The propulsion system on CAESAR would be NASA's Evolutionary Xenon Thruster (NEXT), a type of solar electric propulsion. It would employ three NEXT thrusters, with one used as a spare. The propellant is xenon.

== Sample return ==
The spacecraft would not land on the comet, but would momentarily contact the surface with its TAG (Touch-And-Go) robotic arm, as done by OSIRIS-REx on an asteroid, including raising the solar arrays into a Y-shaped configuration to minimize the chance of dust accumulation during contact and provide more ground clearance. The sampler mechanism on the arm would produce a burst of nitrogen gas to blow regolith particles into the sampler head located at the end of the arm. CAESAR would collect between 80–800 g of regolith from the comet. The maximum pebble size would be 4.5 cm. The system has enough compressed nitrogen gas for three samplings.

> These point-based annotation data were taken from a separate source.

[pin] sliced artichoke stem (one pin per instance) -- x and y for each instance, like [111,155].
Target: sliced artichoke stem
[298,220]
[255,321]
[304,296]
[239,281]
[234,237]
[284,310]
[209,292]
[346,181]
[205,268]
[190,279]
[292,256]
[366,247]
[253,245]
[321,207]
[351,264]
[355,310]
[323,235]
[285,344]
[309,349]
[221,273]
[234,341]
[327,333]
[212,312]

The system would separate the volatiles from the solid substances into separate containers and preserve the samples cold for the return trip. The spacecraft would head back to Earth and drop off the sample in a capsule, which would re-enter Earth's atmosphere and parachute down to the surface in 2038. The sample-return capsule (SRC) would be provided by JAXA and its design is based upon the SRC flown on the Hayabusa and Hayabusa2 spacecraft. The capsule would parachute down at the Utah Test and Training Range (UTTR), and it would be transported to NASA's Johnson Space Center for curation and analyses at the laboratory called Astromaterials Research and Exploration Science Directorate (ARES). A small portion of the sample will also be curated at Japan's Extraterrestrial Sample Curation Center. Most of the sample (≥75% of the total) would be preserved for analysis by future generations of scientists.